C’est-à-dire notre impatience, nos besoins de succès, d’idéaux et
d’excellence accompagnent notre aspiration sincère. En tant qu’êtres non
éveillés nous ne nous rendons pas compte que le Dhamma se dévoile au fur
et à mesure comme un processus allant vers le ‘non soi’ plutôt que comme
une réussite personnelle. Et ce que l’endroit de blocage représente
vraiment, c’est la fin de notre capacité d’aller de l’avant, de faire
marcher nos stratégies d’adaptation. Mais lorsque nous arrivons à cet
endroit de blocage, nous ne pouvons plus utiliser notre volonté de la
même manière. Notre intention doit être redirigée sur le fait d’être
présent avec la façon dont la situation se présente ici et maintenant :
‘les émotions dans les émotions, le mental dans le mental’ comme le
Bouddha l’a exprimé. Etonnement, dans cet état de contemplation non
agissante, nous reconnaissons que l’attention est en elle-même une
activité utilisatrice d’énergie.
L’attention est
normalement quelque chose qui est tellement dirigée par la volonté que
nous ne reconnaissons pas que le fait qu’être attentif requière de
l’énergie : il en faut pour s’occuper de quelque chose, pour l’écouter
et pour se concentrer dessus. L’attention est quelque chose qui bouge
autour d’un objet ; elle le scrute, le passe au-dessus, le recouvre
n’est-ce pas ? Regardez ce morceau de bois et pensez à quelque chose,
écoutez quelque chose, comment cela se développe d’un moment à l’autre ?
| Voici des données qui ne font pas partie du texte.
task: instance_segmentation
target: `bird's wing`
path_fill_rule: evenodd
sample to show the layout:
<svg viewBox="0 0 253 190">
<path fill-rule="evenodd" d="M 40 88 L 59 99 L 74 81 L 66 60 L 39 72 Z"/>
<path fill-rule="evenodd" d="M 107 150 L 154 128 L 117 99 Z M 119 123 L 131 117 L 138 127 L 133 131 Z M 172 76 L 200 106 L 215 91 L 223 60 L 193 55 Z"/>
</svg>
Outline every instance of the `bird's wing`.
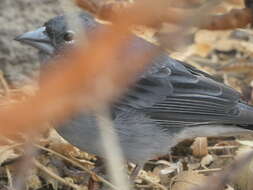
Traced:
<svg viewBox="0 0 253 190">
<path fill-rule="evenodd" d="M 195 67 L 165 54 L 152 60 L 138 82 L 115 104 L 137 109 L 161 125 L 229 122 L 240 94 Z"/>
</svg>

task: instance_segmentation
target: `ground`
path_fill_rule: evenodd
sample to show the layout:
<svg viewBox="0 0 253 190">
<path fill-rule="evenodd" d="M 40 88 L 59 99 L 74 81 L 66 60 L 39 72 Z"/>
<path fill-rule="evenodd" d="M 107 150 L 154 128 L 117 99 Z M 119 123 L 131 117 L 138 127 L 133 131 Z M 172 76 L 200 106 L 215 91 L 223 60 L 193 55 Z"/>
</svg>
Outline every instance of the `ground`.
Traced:
<svg viewBox="0 0 253 190">
<path fill-rule="evenodd" d="M 54 0 L 0 1 L 0 69 L 12 85 L 30 83 L 39 67 L 37 50 L 13 39 L 42 26 L 60 12 L 59 3 Z"/>
</svg>

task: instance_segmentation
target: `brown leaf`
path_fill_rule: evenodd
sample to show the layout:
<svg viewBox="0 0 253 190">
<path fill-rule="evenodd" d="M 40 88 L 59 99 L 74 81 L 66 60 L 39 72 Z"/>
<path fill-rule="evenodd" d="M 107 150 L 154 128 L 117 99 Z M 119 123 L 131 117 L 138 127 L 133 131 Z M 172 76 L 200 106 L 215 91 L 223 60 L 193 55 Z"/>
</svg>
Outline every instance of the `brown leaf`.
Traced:
<svg viewBox="0 0 253 190">
<path fill-rule="evenodd" d="M 206 168 L 206 166 L 210 165 L 213 162 L 213 160 L 214 160 L 213 156 L 211 154 L 207 154 L 201 159 L 200 164 L 203 168 Z"/>
<path fill-rule="evenodd" d="M 15 159 L 19 157 L 17 153 L 13 150 L 11 145 L 1 146 L 0 147 L 0 165 L 9 159 Z"/>
<path fill-rule="evenodd" d="M 37 170 L 33 169 L 29 172 L 29 175 L 26 179 L 26 189 L 40 189 L 42 187 L 42 182 L 39 179 L 36 171 Z"/>
<path fill-rule="evenodd" d="M 245 154 L 245 152 L 247 151 L 251 151 L 251 147 L 249 146 L 244 146 L 241 147 L 238 151 L 237 151 L 237 156 L 236 159 L 239 159 L 238 157 L 242 156 Z M 253 189 L 253 171 L 252 171 L 252 167 L 253 167 L 253 160 L 251 162 L 249 162 L 243 170 L 241 170 L 236 179 L 235 179 L 235 184 L 236 187 L 238 187 L 238 189 L 243 189 L 243 190 L 252 190 Z"/>
<path fill-rule="evenodd" d="M 208 154 L 207 147 L 207 138 L 206 137 L 197 137 L 193 142 L 192 146 L 192 154 L 196 157 L 203 157 Z"/>
<path fill-rule="evenodd" d="M 194 171 L 182 172 L 175 178 L 171 190 L 192 190 L 203 184 L 206 179 L 206 176 Z"/>
</svg>

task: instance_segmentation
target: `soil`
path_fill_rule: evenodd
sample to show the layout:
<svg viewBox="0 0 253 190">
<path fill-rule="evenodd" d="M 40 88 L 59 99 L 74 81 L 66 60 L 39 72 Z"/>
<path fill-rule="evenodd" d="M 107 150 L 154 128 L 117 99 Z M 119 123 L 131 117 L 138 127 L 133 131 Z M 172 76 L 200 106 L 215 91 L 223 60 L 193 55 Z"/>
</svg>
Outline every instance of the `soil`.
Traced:
<svg viewBox="0 0 253 190">
<path fill-rule="evenodd" d="M 60 13 L 55 0 L 0 1 L 0 70 L 13 87 L 31 83 L 39 68 L 37 50 L 13 39 Z"/>
</svg>

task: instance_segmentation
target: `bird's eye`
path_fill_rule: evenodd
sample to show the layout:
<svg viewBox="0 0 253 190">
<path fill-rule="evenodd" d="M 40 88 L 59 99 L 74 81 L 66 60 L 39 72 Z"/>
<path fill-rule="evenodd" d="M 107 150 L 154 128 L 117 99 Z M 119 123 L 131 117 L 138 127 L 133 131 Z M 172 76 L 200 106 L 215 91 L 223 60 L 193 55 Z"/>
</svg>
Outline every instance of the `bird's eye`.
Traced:
<svg viewBox="0 0 253 190">
<path fill-rule="evenodd" d="M 72 40 L 74 40 L 74 32 L 73 31 L 68 31 L 64 34 L 63 39 L 66 42 L 71 42 Z"/>
</svg>

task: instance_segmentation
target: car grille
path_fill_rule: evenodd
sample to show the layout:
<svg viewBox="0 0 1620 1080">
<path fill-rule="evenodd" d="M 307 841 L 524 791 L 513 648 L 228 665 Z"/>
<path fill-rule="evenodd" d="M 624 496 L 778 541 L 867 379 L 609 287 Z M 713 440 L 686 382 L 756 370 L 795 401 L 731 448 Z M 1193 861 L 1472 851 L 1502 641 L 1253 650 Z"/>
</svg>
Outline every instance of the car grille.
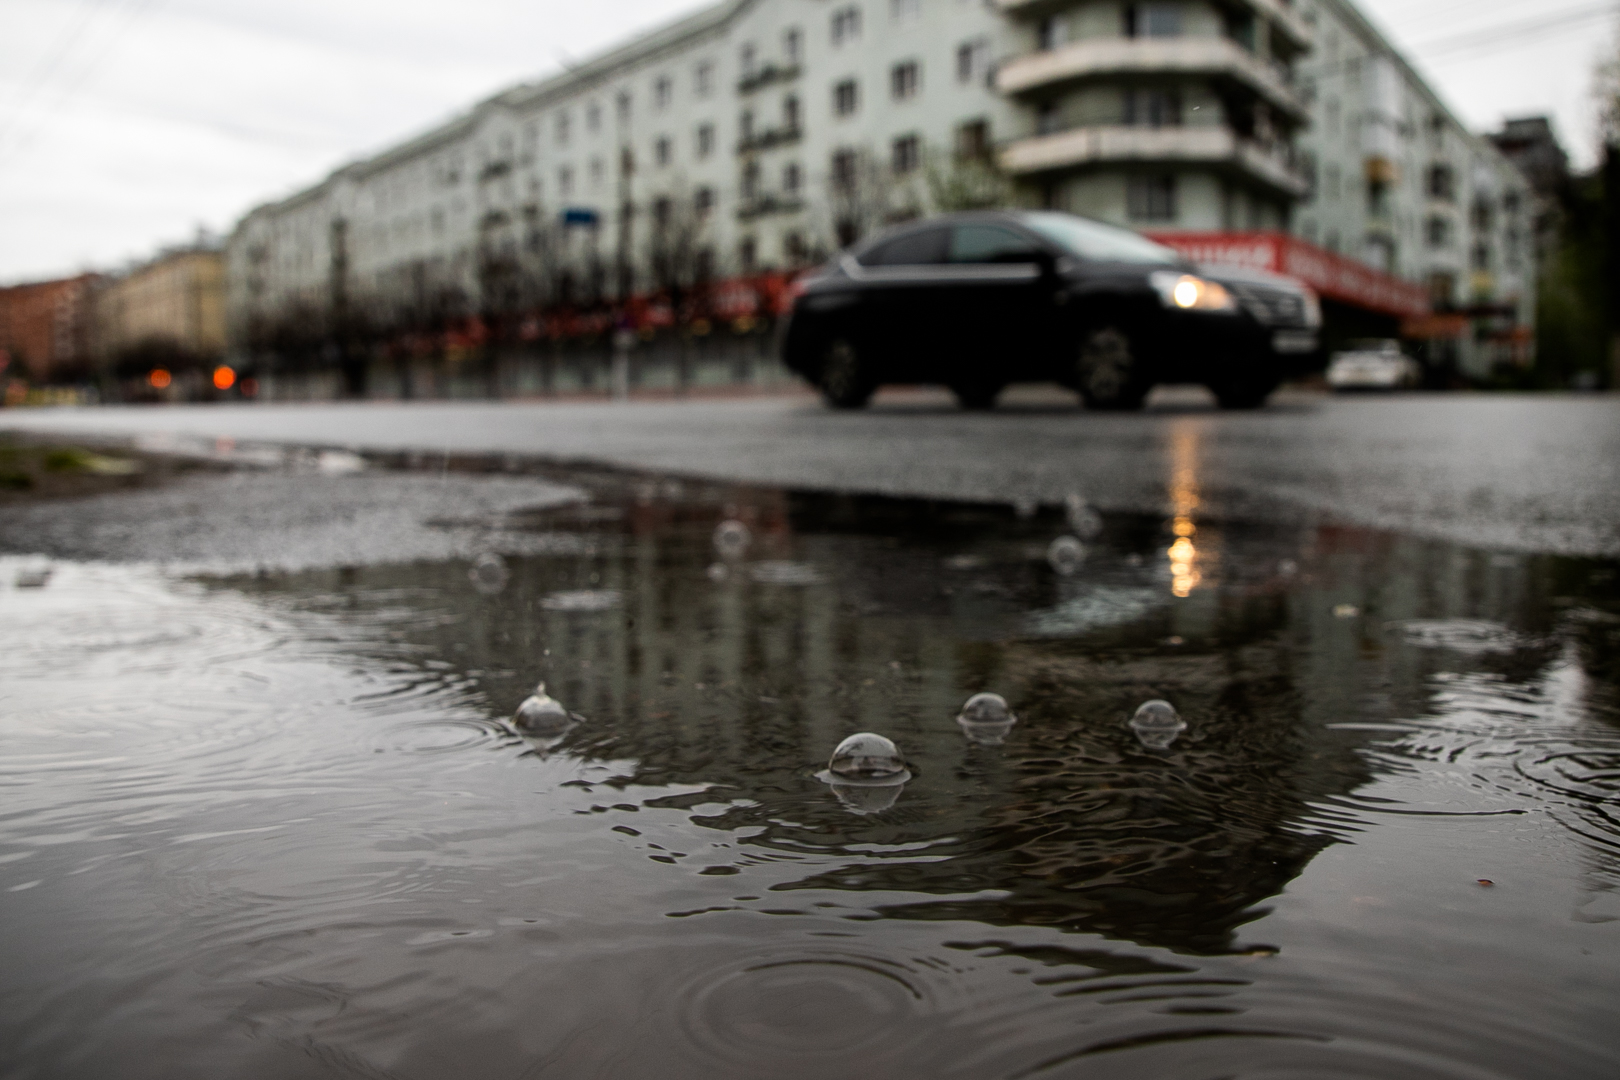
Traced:
<svg viewBox="0 0 1620 1080">
<path fill-rule="evenodd" d="M 1305 325 L 1305 298 L 1297 292 L 1247 283 L 1226 288 L 1263 326 Z"/>
</svg>

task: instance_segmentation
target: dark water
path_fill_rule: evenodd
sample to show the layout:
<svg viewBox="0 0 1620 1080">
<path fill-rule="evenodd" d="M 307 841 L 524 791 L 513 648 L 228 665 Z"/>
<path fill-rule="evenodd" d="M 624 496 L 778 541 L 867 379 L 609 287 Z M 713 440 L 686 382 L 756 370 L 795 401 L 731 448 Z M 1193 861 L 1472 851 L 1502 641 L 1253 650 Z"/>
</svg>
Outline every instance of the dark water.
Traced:
<svg viewBox="0 0 1620 1080">
<path fill-rule="evenodd" d="M 504 580 L 0 560 L 4 1075 L 1620 1074 L 1613 565 L 596 486 Z"/>
</svg>

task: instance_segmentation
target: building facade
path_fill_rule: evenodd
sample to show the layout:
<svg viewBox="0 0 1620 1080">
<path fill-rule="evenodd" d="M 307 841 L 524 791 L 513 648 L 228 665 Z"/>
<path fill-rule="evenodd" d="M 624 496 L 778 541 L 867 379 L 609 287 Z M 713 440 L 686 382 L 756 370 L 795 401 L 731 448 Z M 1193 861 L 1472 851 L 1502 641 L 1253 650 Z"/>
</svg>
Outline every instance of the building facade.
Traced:
<svg viewBox="0 0 1620 1080">
<path fill-rule="evenodd" d="M 95 297 L 95 353 L 107 368 L 135 360 L 209 365 L 225 355 L 225 257 L 180 248 L 109 280 Z"/>
<path fill-rule="evenodd" d="M 98 275 L 0 289 L 0 381 L 19 388 L 86 379 Z"/>
<path fill-rule="evenodd" d="M 634 297 L 746 310 L 739 280 L 998 203 L 1459 334 L 1430 294 L 1528 319 L 1523 186 L 1343 0 L 724 0 L 249 213 L 230 336 L 343 354 Z"/>
</svg>

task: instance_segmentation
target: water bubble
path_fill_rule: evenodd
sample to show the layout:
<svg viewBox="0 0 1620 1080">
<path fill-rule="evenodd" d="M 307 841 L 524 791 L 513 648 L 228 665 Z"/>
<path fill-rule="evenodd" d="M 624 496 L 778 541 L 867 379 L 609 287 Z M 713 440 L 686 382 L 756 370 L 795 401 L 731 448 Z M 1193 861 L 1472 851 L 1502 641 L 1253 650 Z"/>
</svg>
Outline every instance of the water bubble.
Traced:
<svg viewBox="0 0 1620 1080">
<path fill-rule="evenodd" d="M 473 588 L 485 596 L 494 596 L 506 588 L 506 583 L 512 577 L 512 572 L 506 568 L 506 560 L 493 551 L 486 551 L 473 560 L 472 568 L 467 571 L 467 580 L 472 582 Z"/>
<path fill-rule="evenodd" d="M 714 582 L 716 585 L 731 577 L 731 568 L 725 563 L 710 563 L 709 568 L 703 572 L 707 574 L 709 576 L 709 580 Z"/>
<path fill-rule="evenodd" d="M 1143 702 L 1136 710 L 1131 717 L 1131 730 L 1136 732 L 1143 746 L 1164 750 L 1187 730 L 1187 721 L 1176 712 L 1175 706 L 1155 698 Z"/>
<path fill-rule="evenodd" d="M 754 542 L 748 526 L 736 518 L 727 518 L 714 527 L 714 550 L 722 559 L 740 559 Z"/>
<path fill-rule="evenodd" d="M 1086 545 L 1072 536 L 1060 536 L 1047 545 L 1046 561 L 1053 570 L 1069 577 L 1085 564 Z"/>
<path fill-rule="evenodd" d="M 51 568 L 48 566 L 27 567 L 17 571 L 17 588 L 43 589 L 45 583 L 51 580 Z"/>
<path fill-rule="evenodd" d="M 540 606 L 547 611 L 607 611 L 619 601 L 617 589 L 565 589 L 542 596 Z"/>
<path fill-rule="evenodd" d="M 523 699 L 512 716 L 512 726 L 525 735 L 542 737 L 561 735 L 583 717 L 563 708 L 562 702 L 546 693 L 546 684 L 539 683 L 534 693 Z"/>
<path fill-rule="evenodd" d="M 840 781 L 832 783 L 833 794 L 844 808 L 856 814 L 876 814 L 887 810 L 900 798 L 900 793 L 906 789 L 904 782 L 893 784 L 846 784 Z"/>
<path fill-rule="evenodd" d="M 906 762 L 893 739 L 859 731 L 838 744 L 827 771 L 839 777 L 873 780 L 904 773 Z"/>
<path fill-rule="evenodd" d="M 1092 540 L 1102 532 L 1102 515 L 1097 513 L 1091 504 L 1086 502 L 1086 497 L 1078 491 L 1070 492 L 1063 500 L 1063 512 L 1069 519 L 1069 528 L 1073 529 L 1074 535 L 1080 539 Z"/>
<path fill-rule="evenodd" d="M 1018 718 L 1007 707 L 1006 698 L 1000 694 L 985 693 L 968 698 L 956 722 L 970 742 L 1000 746 L 1007 740 L 1012 726 L 1018 723 Z"/>
<path fill-rule="evenodd" d="M 1041 508 L 1041 504 L 1034 499 L 1018 498 L 1013 500 L 1012 508 L 1019 521 L 1028 521 L 1035 516 L 1035 511 Z"/>
<path fill-rule="evenodd" d="M 1335 619 L 1353 619 L 1361 614 L 1361 609 L 1354 604 L 1334 604 L 1333 617 Z"/>
<path fill-rule="evenodd" d="M 1295 562 L 1293 559 L 1283 559 L 1277 564 L 1277 573 L 1281 574 L 1283 577 L 1293 577 L 1295 574 L 1299 573 L 1299 563 Z"/>
</svg>

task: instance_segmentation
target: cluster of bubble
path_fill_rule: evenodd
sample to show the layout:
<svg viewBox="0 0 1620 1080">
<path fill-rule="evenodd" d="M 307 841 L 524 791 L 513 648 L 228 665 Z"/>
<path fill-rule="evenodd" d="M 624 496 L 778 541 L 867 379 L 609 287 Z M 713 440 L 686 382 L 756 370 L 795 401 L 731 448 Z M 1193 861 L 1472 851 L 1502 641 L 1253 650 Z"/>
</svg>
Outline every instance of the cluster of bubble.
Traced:
<svg viewBox="0 0 1620 1080">
<path fill-rule="evenodd" d="M 1047 545 L 1046 561 L 1056 573 L 1072 577 L 1085 565 L 1086 541 L 1102 532 L 1103 520 L 1079 492 L 1071 492 L 1063 500 L 1063 517 L 1069 532 Z"/>
<path fill-rule="evenodd" d="M 1168 701 L 1155 698 L 1145 701 L 1131 717 L 1131 730 L 1136 738 L 1150 750 L 1167 750 L 1170 744 L 1187 730 L 1187 721 Z"/>
<path fill-rule="evenodd" d="M 754 543 L 754 534 L 741 521 L 728 517 L 714 527 L 713 541 L 715 554 L 724 561 L 711 564 L 707 573 L 710 581 L 719 583 L 731 577 L 731 567 L 727 564 L 748 554 L 749 547 Z"/>
<path fill-rule="evenodd" d="M 512 715 L 512 726 L 521 735 L 554 745 L 585 718 L 569 712 L 562 702 L 546 693 L 546 684 L 538 683 L 534 693 L 523 699 Z"/>
</svg>

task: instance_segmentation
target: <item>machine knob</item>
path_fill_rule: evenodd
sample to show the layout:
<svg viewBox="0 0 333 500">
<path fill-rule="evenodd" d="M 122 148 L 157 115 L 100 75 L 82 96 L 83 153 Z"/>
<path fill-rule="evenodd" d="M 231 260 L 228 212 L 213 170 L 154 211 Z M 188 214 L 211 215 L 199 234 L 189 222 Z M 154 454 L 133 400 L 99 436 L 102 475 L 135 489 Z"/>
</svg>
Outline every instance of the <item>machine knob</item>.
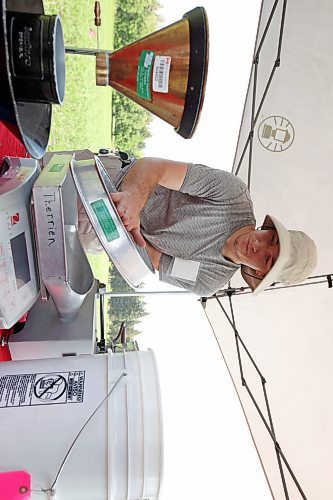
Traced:
<svg viewBox="0 0 333 500">
<path fill-rule="evenodd" d="M 95 26 L 100 26 L 102 24 L 101 21 L 101 4 L 99 2 L 95 2 Z"/>
</svg>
Lorsque vous écoutez quelque chose, comment cette expérience
évolue-t-elle d’un moment à l’autre ? Quelque chose se produit, n’est-ce
pas ? Comment voyez-vous de nouvelles facettes en quelque chose ? Vous
la regardez de cette façon-ci et de cette façon-là. Vous adoucissez
votre attention ; l’attention s’avance et scrute autour – ‘Ah, cela est
intéressant’. L’attention a son propre mouvement. C’est sankhara, c’est
donc une énergie active, et, dans un endroit bloqué, c’est l’attention
qui nous aide, plutôt que le souhait de s’en sortir ou le souhait de le
comprendre. Il convient de s’en occuper, d’y donner sa pleine attention,
de le sentir, de l’écouter, de le retourner jusqu’à ce que nous sortions
de cet état de paralysie, de cette hostilité ou de ce schéma de
comportement réactif nous incitant à perpétuellement essayer de faire
quelque chose pour que cela change. A la limite de notre capacité de
produire et de faire, l’attention pure doit prendre la relève : il faut
juste prêter une pleine et entière attention.
Et en prêtant
notre attention, nous découvrons peut-être de nouvelles facettes à
l’expérience, à cet état complexe, et nous pouvons aussi être simplement
attentifs au fait d’être attentif. L’état peut être celui de l’agitation,
de la peur ou de l’incertitude, et il est possible que nous ayons toutes
sortes d’histoires à y associer. Lorsque nous portons notre attention à
cet état, nous pouvons constater qu’il peut y avoir des sensations de
chaleur liée à l’émotivité ou du mouvement, des symptômes physiques et
des processus de pensée qui se manifestent en association avec l’endroit
de blocage. Et de les reconnaître comme des phénomènes qui n’engluent
pas. Il y là une forme d’enseignement. Mais si vous continuez à prêter
attention et à lâcher prise, vous arriverez à l’état de la conscience
pure. Cette conscience est comme un savoir calme qui ne juge pas, qui ne
fait pas agir. C’est comme le sens spacieux de l’espace. L’endroit de
blocage, l’expérience complexe est à ce stade vécu comme un dhamma,
juste un canevas. C’est un canevas qui fait partie d’un plus grand
canevas que j’appelle le ‘soi personnel’. Mais lorsqu’il est perçu comme
un canevas, le ‘soi individuel’ en est ainsi ôté et cela se débloque –
et il y a une ouverture sur un endroit qui est conjointement de non soi
tout en étant intime et emphatique.
C’est ainsi que ce
paradigme ou cette situation fâcheuse de blocage constitue un passage
obligé pour enrayer l’orgueil ‘Je suis’ ou ‘Vous êtes’ ou ‘Je ne suis
pas’ ou tous les jugements de valeur qui se manifestent. Tout ce ‘soi
personnel’ est un assemblage de dhammas qui surgissent puis retombent.
Le blocage et la saisie peuvent nous amener au-delà – si nous pouvons
les ressentir et les traiter avec attention.